Photo Courtesy of The Seattle Times
With Super Tuesday less than a week away, millions of Americans across the country are gearing up to vote in their primary elections and choose the Democratic party nominee who will face Donald Trump in the 2020 presidential election. The results of this upcoming primary, which has 14 states participating, could very much set the stage for who will take the lead. Although the Democratic establishment is pushing for the success of the moderate candidates—Joe Biden, Pete Buttigieg and Elizabeth Warren—only one is gaining the most tangible traction as the frontrunner of this race: Senator Bernie Sanders.
Sanders, who faced defeat after losing the Democratic nomination to Hillary Clinton in the 2016 election cycle, is running again on a platform of instilling revolutionary change in the country—now with more supporters, more campaign donations and more momentum than ever before.
He has built his platform on his lifelong fight for civil rights and social justice, focusing on working class families, marginalized communities and the youth of America. Where critics deem his plans and policies “radical,” others find him to be the inspiring agent of change that the country needs. Sanders prides his campaign on raising the most contributions on the grassroots organization level than any other campaign before, “by the working class and for the working class.”
On Feb. 17, Sanders hosted a rally at the Tacoma Dome in Tacoma, Wash., with around 17,000 supporters in attendance. Before he took the stand, Seattle’s District 7 Councilwoman Kshama Sawant and Washington state’s Congresswoman Pramila Jayapal—both democratic socialists—came forward to endorse Sanders in his run for office.
As Sanders walked up to face the crowd, just about everyone who filled the stadium stood up from their seats to welcome him in, chanting “Ber-nie! Ber-nie! Ber-nie!” in unison. I had previously attended a rally of his when I was a senior in high school in 2016—now, as a senior in college, and a new election cycle on the horizon, but the same man fighting for the same values he voiced back then as well.
Each issue that he spoke on throughout the rally was met with an insane amount of cheering, yelling and clapping from the crowd. He opened by speaking out against the billionaires who have funded certain presidential campaigns and continuing his fight to uphold the 99% in America as a way to form a true democracy, not an oligarchy. He also spoke highly of the workers’ rights to unions and how creating jobs and affordable housing would benefit working class individuals and families the most.

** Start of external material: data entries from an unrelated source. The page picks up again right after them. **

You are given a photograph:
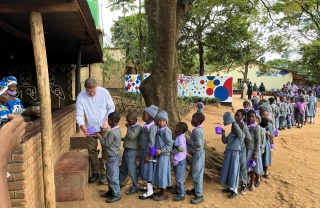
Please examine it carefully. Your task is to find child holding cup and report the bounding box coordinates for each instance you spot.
[220,112,245,199]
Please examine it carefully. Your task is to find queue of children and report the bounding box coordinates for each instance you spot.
[220,89,317,199]
[95,105,205,204]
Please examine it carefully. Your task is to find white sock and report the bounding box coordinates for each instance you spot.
[147,183,153,196]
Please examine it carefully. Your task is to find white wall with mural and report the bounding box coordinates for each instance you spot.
[125,74,233,102]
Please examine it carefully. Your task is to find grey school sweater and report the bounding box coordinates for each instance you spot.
[100,129,122,157]
[221,122,245,151]
[123,125,142,150]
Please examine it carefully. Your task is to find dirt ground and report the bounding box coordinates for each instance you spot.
[57,95,320,208]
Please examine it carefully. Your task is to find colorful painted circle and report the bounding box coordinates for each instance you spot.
[206,88,213,96]
[207,80,216,89]
[213,79,220,86]
[214,86,229,101]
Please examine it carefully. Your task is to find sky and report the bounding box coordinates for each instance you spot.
[98,0,281,61]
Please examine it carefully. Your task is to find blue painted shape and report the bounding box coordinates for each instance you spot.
[214,86,229,101]
[279,70,289,77]
[213,79,220,86]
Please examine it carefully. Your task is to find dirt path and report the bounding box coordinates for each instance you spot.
[57,98,320,208]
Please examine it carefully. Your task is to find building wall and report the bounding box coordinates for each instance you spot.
[8,105,76,208]
[210,65,293,91]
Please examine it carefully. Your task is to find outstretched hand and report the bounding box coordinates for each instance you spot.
[0,114,27,167]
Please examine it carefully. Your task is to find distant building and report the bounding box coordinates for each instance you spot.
[207,65,305,91]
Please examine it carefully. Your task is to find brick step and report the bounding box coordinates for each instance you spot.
[70,131,88,149]
[54,152,89,202]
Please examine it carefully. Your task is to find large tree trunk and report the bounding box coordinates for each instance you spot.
[198,42,204,76]
[140,0,184,128]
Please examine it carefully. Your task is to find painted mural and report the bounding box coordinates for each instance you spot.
[125,74,233,102]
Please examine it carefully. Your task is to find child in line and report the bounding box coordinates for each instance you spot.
[296,96,306,128]
[195,98,204,113]
[119,112,142,195]
[234,109,252,194]
[243,100,252,113]
[96,112,122,203]
[172,122,188,201]
[152,111,172,201]
[186,113,206,204]
[139,105,159,199]
[308,91,318,124]
[245,110,261,191]
[278,96,287,130]
[220,112,245,199]
[260,111,274,178]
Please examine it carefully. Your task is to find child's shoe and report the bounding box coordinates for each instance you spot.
[240,185,247,195]
[190,196,204,204]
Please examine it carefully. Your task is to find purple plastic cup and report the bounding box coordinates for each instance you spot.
[150,146,158,156]
[87,127,94,135]
[247,159,257,168]
[216,126,222,134]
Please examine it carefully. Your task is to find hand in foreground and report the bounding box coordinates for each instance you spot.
[0,114,27,165]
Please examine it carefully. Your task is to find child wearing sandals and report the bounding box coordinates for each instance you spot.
[186,113,206,204]
[152,111,172,201]
[245,110,262,191]
[95,112,121,203]
[172,122,188,201]
[234,109,252,194]
[260,111,274,178]
[119,112,142,195]
[220,112,245,199]
[139,105,159,199]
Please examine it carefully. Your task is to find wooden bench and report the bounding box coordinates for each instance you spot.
[54,152,89,202]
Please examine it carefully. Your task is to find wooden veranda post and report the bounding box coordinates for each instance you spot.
[30,12,56,208]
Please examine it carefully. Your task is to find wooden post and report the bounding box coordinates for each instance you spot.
[30,12,56,208]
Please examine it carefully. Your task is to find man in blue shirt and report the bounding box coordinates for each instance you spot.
[76,78,115,184]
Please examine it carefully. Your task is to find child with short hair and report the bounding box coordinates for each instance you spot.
[220,112,245,199]
[186,113,205,204]
[296,96,307,128]
[119,112,142,195]
[195,98,204,113]
[245,110,261,191]
[95,112,122,203]
[139,105,159,199]
[152,111,172,201]
[172,122,188,201]
[308,90,318,124]
[260,111,274,178]
[234,109,252,194]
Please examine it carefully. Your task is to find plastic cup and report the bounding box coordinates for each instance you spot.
[87,127,94,135]
[150,146,158,156]
[247,159,257,168]
[216,126,222,134]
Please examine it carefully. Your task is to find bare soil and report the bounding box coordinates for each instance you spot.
[57,98,320,208]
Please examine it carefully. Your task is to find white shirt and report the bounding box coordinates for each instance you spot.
[242,82,248,89]
[76,87,115,132]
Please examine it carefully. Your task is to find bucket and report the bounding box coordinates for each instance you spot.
[247,159,257,168]
[216,126,222,134]
[87,127,94,135]
[150,146,158,156]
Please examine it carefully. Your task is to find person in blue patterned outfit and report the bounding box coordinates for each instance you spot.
[0,80,11,128]
[139,105,159,199]
[152,111,173,201]
[2,76,27,120]
[186,113,206,204]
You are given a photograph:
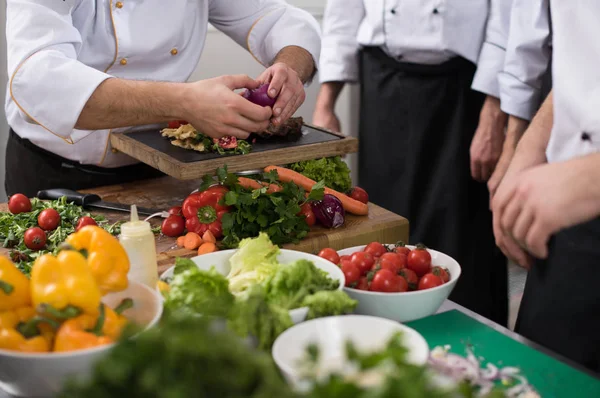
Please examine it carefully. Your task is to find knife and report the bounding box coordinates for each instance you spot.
[37,188,169,218]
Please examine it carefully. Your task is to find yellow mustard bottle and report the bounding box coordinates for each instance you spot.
[119,205,158,289]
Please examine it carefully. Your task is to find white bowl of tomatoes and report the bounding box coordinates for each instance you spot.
[319,242,461,322]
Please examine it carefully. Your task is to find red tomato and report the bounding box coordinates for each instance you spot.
[8,193,31,214]
[38,209,60,231]
[369,269,408,293]
[350,252,375,275]
[319,248,340,264]
[399,268,419,290]
[431,266,450,283]
[364,242,387,258]
[350,187,369,203]
[169,206,183,216]
[160,214,185,238]
[406,245,431,277]
[342,262,360,287]
[419,274,444,290]
[23,227,46,250]
[379,253,406,274]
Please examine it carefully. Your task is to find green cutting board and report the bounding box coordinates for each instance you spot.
[406,310,600,398]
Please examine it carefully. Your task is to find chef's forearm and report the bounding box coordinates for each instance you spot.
[273,46,315,83]
[75,78,185,130]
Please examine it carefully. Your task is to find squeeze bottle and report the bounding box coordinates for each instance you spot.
[119,205,158,289]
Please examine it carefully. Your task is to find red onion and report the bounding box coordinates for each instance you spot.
[243,83,277,107]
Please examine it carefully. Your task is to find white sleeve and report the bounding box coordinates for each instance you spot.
[472,0,513,98]
[208,0,321,72]
[6,0,110,143]
[319,0,365,83]
[499,0,551,120]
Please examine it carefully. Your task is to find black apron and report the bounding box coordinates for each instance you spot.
[516,219,600,373]
[359,47,508,325]
[4,129,164,197]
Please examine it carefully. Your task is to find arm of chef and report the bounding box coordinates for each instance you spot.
[208,0,321,71]
[6,0,110,143]
[499,0,551,120]
[319,0,365,83]
[472,0,513,98]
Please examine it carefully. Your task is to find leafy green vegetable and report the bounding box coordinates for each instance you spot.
[59,317,295,398]
[300,290,358,320]
[229,285,294,349]
[200,166,323,248]
[265,259,339,310]
[288,156,352,192]
[165,262,235,317]
[0,197,113,275]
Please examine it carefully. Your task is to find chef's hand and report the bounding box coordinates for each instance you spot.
[257,62,306,126]
[470,96,508,182]
[183,75,272,139]
[494,155,600,259]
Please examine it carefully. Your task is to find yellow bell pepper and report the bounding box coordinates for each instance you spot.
[31,250,101,319]
[66,225,129,294]
[54,304,114,352]
[0,256,31,311]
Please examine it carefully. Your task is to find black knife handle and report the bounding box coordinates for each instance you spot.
[37,188,102,207]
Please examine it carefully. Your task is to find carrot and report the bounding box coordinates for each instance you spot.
[202,231,217,243]
[198,242,217,256]
[265,166,369,216]
[183,232,203,250]
[238,177,281,193]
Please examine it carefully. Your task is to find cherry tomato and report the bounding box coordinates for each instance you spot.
[365,242,387,258]
[419,273,444,290]
[342,262,360,287]
[38,209,60,231]
[350,187,369,203]
[298,203,317,227]
[355,276,369,290]
[431,266,450,283]
[406,245,431,277]
[8,193,31,214]
[169,206,183,216]
[379,253,406,274]
[319,248,340,264]
[23,227,46,250]
[160,214,185,238]
[369,269,408,293]
[350,252,375,275]
[398,268,419,290]
[75,216,98,232]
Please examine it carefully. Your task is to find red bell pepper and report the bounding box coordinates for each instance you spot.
[181,185,229,239]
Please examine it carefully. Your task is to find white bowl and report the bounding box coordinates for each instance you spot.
[338,245,461,322]
[161,249,346,324]
[272,315,429,391]
[0,281,163,397]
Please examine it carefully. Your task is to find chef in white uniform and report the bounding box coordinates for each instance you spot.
[488,0,552,198]
[492,0,600,372]
[6,0,321,195]
[313,0,512,324]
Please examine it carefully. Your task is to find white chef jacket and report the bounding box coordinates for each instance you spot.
[6,0,320,167]
[546,0,600,162]
[319,0,512,98]
[498,0,552,120]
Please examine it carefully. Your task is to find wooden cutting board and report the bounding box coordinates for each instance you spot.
[111,124,358,180]
[0,177,409,273]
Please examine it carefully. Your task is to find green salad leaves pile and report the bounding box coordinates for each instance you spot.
[165,233,357,349]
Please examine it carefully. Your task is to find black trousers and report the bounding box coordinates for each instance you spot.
[516,219,600,374]
[4,129,164,197]
[359,48,508,325]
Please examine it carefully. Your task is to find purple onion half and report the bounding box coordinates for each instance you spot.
[311,194,346,228]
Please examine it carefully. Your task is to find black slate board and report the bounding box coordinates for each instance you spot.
[127,125,344,163]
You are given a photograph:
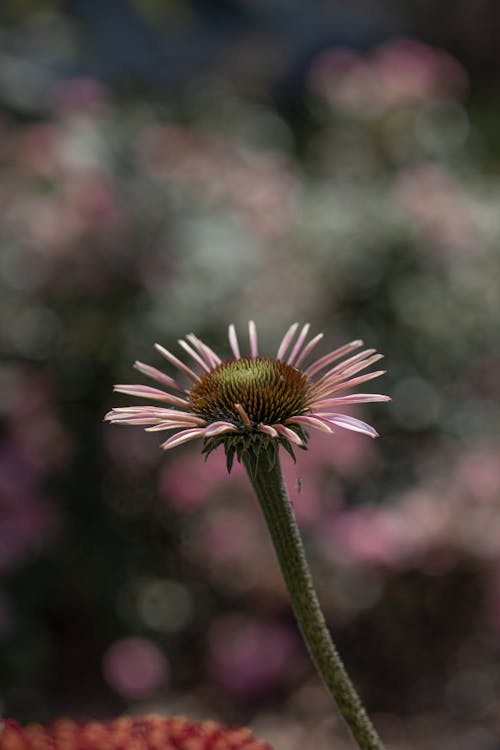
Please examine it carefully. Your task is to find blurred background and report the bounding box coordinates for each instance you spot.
[0,0,500,750]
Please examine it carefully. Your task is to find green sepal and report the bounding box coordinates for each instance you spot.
[202,425,309,474]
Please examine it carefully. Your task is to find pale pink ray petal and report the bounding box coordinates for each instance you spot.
[248,320,257,359]
[146,419,206,432]
[304,339,363,378]
[134,360,185,393]
[308,370,386,406]
[315,414,379,438]
[186,333,222,369]
[287,323,311,365]
[314,393,391,409]
[177,339,210,372]
[295,333,324,367]
[257,424,278,438]
[160,427,205,451]
[104,414,164,425]
[228,323,241,359]
[286,415,333,432]
[106,405,194,420]
[113,385,189,406]
[104,409,194,424]
[272,424,304,445]
[317,349,384,383]
[276,323,299,359]
[155,344,201,383]
[204,422,239,437]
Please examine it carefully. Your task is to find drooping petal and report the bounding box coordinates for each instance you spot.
[228,323,241,359]
[160,427,205,451]
[286,414,333,432]
[315,393,391,409]
[308,370,386,410]
[186,333,222,369]
[287,323,311,365]
[145,420,205,432]
[276,323,299,359]
[272,424,304,445]
[155,344,200,383]
[295,333,323,367]
[134,360,185,393]
[248,320,257,359]
[304,339,363,378]
[113,385,189,406]
[178,339,211,372]
[318,349,384,383]
[315,413,379,438]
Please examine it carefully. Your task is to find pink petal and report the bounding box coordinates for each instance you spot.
[160,428,205,451]
[309,370,386,408]
[257,424,278,438]
[114,385,189,406]
[146,419,205,432]
[155,344,200,383]
[295,333,323,367]
[276,323,299,359]
[228,323,241,359]
[287,416,333,432]
[304,339,363,377]
[315,393,391,409]
[134,361,185,393]
[316,414,379,437]
[106,406,189,420]
[248,320,257,359]
[178,339,210,372]
[186,333,222,368]
[273,424,304,445]
[318,349,384,383]
[287,323,311,365]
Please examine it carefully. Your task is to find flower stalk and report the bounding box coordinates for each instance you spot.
[242,450,384,750]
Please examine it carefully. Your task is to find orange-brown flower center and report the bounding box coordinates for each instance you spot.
[189,357,309,428]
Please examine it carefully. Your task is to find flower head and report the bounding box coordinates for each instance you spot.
[0,716,271,750]
[105,321,390,469]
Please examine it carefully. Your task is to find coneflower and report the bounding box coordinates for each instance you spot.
[105,321,390,750]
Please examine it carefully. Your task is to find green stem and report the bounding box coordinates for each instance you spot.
[243,450,384,750]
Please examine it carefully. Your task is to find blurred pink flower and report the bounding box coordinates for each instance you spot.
[138,125,297,240]
[311,39,467,116]
[208,614,296,700]
[396,164,480,260]
[102,638,170,698]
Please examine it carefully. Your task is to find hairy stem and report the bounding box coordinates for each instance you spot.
[243,450,384,750]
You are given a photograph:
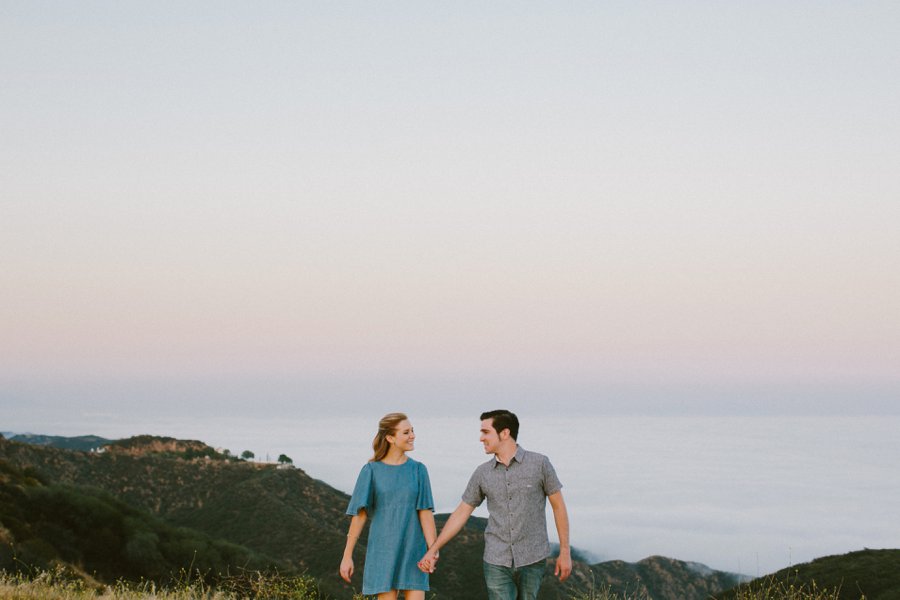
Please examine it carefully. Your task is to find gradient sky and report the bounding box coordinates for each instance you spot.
[0,0,900,406]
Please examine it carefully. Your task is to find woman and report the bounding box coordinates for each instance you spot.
[341,413,437,600]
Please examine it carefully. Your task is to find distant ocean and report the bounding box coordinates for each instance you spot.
[0,407,900,576]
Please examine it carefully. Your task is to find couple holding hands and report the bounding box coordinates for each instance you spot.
[340,410,572,600]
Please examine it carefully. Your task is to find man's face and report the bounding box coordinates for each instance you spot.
[478,419,500,454]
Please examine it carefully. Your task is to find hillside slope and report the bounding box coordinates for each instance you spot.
[0,436,737,600]
[720,549,900,600]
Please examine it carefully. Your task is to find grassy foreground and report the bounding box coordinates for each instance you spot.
[0,570,865,600]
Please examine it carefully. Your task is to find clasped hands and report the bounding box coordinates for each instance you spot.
[417,550,440,573]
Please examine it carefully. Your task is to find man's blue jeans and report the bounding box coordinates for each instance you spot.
[484,561,545,600]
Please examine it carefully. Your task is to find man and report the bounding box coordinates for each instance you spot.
[419,410,572,600]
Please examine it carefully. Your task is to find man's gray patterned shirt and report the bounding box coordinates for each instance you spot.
[462,446,562,567]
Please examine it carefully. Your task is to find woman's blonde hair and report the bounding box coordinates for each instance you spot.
[369,413,407,462]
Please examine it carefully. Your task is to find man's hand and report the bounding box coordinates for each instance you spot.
[419,550,438,573]
[553,550,572,581]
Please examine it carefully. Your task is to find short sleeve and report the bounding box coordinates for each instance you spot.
[541,456,562,496]
[416,463,434,510]
[347,463,375,515]
[462,469,484,507]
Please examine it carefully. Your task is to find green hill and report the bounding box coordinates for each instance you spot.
[0,436,752,600]
[9,433,113,451]
[717,549,900,600]
[0,459,278,583]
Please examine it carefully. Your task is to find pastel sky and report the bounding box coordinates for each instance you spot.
[0,0,900,412]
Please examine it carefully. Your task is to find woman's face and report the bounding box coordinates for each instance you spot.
[387,419,416,452]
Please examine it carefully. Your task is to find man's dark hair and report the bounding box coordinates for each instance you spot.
[481,410,519,440]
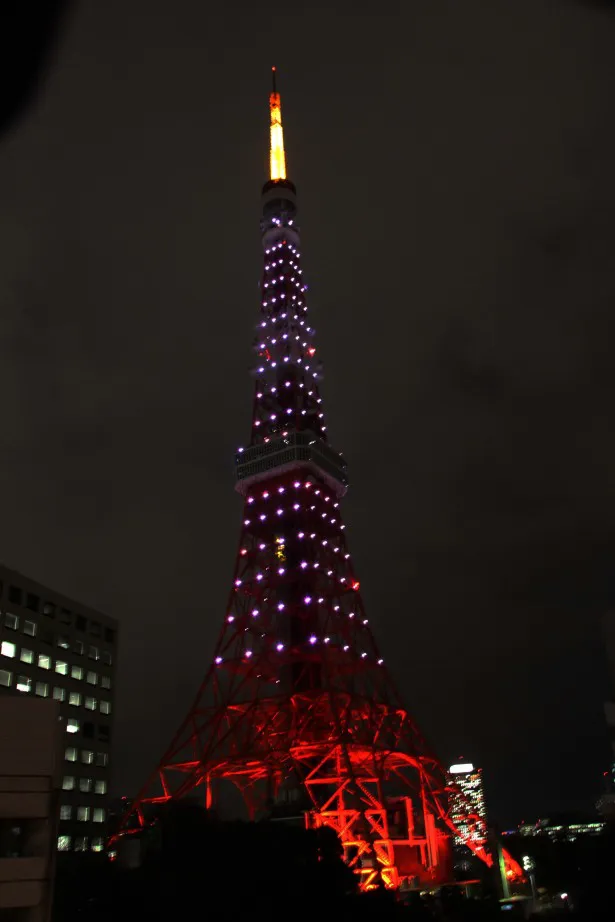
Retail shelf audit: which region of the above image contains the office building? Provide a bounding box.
[448,761,487,845]
[0,695,65,922]
[596,611,615,820]
[0,567,118,851]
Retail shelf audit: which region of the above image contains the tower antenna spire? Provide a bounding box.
[269,67,286,182]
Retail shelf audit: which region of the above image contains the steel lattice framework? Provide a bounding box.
[113,71,521,889]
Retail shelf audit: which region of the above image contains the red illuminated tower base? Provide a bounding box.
[113,68,516,889]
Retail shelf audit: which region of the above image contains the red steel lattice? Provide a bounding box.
[113,68,521,889]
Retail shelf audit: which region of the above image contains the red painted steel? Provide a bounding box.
[110,75,521,889]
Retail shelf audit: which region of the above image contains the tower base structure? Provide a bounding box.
[114,73,517,890]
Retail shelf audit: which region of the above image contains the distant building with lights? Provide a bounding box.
[502,817,606,842]
[448,761,487,845]
[0,566,118,852]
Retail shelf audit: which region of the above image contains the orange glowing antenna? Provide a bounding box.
[269,67,286,180]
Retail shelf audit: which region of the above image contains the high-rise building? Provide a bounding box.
[0,695,64,922]
[448,760,487,845]
[110,69,521,889]
[0,566,118,851]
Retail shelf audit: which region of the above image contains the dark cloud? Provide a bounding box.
[0,0,615,822]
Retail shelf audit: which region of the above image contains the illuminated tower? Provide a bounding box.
[113,70,524,888]
[448,759,487,845]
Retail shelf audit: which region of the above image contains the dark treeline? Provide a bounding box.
[53,803,615,922]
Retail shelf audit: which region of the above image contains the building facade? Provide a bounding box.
[448,761,487,845]
[0,567,118,851]
[0,695,65,922]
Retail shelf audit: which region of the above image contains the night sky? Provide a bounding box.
[0,0,615,825]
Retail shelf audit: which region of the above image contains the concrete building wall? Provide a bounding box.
[0,566,118,851]
[0,694,64,922]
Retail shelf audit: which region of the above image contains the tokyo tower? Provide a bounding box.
[113,68,517,889]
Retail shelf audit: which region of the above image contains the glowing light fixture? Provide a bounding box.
[269,67,286,181]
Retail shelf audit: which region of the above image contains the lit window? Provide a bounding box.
[15,675,32,694]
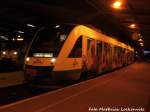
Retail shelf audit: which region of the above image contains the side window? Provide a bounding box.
[69,36,82,58]
[97,41,102,57]
[87,39,95,57]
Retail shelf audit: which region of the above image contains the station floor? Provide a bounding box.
[0,62,150,112]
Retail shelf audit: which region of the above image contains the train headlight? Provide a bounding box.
[13,51,18,55]
[26,57,30,62]
[51,58,56,63]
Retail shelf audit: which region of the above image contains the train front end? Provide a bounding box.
[25,25,71,83]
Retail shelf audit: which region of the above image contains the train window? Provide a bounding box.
[28,25,73,57]
[97,41,102,57]
[87,39,95,57]
[69,36,82,58]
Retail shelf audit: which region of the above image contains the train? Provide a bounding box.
[25,24,134,83]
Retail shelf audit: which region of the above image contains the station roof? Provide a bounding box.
[0,0,150,50]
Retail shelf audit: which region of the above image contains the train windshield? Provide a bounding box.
[29,25,73,57]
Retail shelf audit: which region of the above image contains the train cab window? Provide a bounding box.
[69,36,82,58]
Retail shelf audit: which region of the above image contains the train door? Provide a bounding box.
[87,38,97,72]
[96,41,103,74]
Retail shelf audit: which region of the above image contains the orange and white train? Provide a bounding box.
[25,24,134,84]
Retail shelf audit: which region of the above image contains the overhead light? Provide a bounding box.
[129,24,136,29]
[17,35,21,38]
[112,0,122,9]
[51,58,56,63]
[26,57,30,62]
[27,24,35,28]
[54,25,60,28]
[13,51,18,55]
[12,38,15,41]
[17,38,24,41]
[2,51,6,55]
[140,42,144,47]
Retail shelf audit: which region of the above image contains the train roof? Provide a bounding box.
[75,25,134,51]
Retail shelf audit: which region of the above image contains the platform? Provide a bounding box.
[0,62,150,112]
[0,71,25,88]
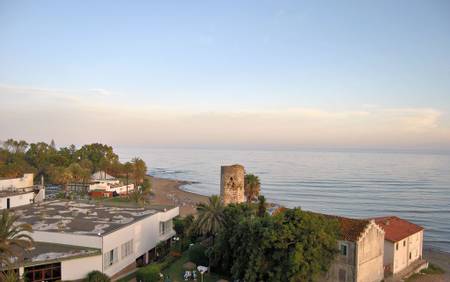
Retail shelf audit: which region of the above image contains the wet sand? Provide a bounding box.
[151,177,208,216]
[151,177,450,282]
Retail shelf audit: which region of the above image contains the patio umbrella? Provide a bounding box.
[183,261,197,270]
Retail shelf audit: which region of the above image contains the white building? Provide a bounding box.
[4,200,179,282]
[375,216,426,275]
[0,173,45,210]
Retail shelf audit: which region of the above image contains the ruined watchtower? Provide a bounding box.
[220,164,245,205]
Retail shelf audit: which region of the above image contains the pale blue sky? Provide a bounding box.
[0,0,450,150]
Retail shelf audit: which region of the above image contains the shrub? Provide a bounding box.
[136,264,161,282]
[189,244,209,266]
[86,270,111,282]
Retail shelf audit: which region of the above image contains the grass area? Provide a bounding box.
[405,263,445,282]
[117,272,136,282]
[162,252,226,282]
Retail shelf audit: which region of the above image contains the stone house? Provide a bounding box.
[374,216,426,275]
[324,216,384,282]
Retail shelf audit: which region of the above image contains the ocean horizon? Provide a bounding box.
[116,147,450,253]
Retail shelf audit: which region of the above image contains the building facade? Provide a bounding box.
[220,164,245,205]
[0,173,45,210]
[324,216,384,282]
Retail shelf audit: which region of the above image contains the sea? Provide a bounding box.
[116,148,450,253]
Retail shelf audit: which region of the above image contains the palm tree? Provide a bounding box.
[0,210,34,264]
[194,195,225,238]
[131,158,147,188]
[0,270,20,282]
[244,174,261,203]
[123,162,133,195]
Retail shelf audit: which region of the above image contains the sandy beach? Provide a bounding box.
[151,177,208,216]
[151,177,450,282]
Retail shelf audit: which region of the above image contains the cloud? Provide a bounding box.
[0,83,450,149]
[88,88,111,96]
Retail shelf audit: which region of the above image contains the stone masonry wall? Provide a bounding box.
[220,164,245,205]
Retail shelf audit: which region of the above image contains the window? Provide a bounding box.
[103,248,119,269]
[159,219,172,235]
[121,240,134,259]
[339,268,347,282]
[339,243,348,256]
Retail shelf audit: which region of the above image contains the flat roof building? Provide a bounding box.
[4,200,179,282]
[0,173,45,210]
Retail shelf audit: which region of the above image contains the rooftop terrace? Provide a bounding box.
[14,200,170,236]
[0,242,101,269]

“We’re gonna make it easier for workers to join unions. We’re gonna rebuild our crumbling infrastructure and create millions of good paying union jobs,” Sanders said. “We’re gonna put ppl to work building 10 million units of low-income and affordable housing. This is America, and we will not continue having a half a billion people sleeping out on the streets.”
He elaborated more on equal pay and reproductive rights for women, which seemed to garner the most noise from all around the Tacoma Dome.
“As a United States senator, I listen to a lot of speeches on the floor and I hear speeches from conservative Republicans who tell us they believe in small government,” Sanders said. “And I say to those hypocrites that if you believe in keeping the government off the back of the American people, understand that it is women who must control their own bodies.”
Looking past all the memes and criticism of Sanders being the country’s angry Jewish grandpa, he has continued to grow and build his platform by inspiring voters, both young and old, during this new election cycle with his progressive policies and promising solutions. His victories over the first three primary elections in Iowa, New Hampshire and Nevada have said to be history-making—and even in the face of adversity, has proven to be a subtle underdog in this race, with genuine and honest values trailblazing his lead.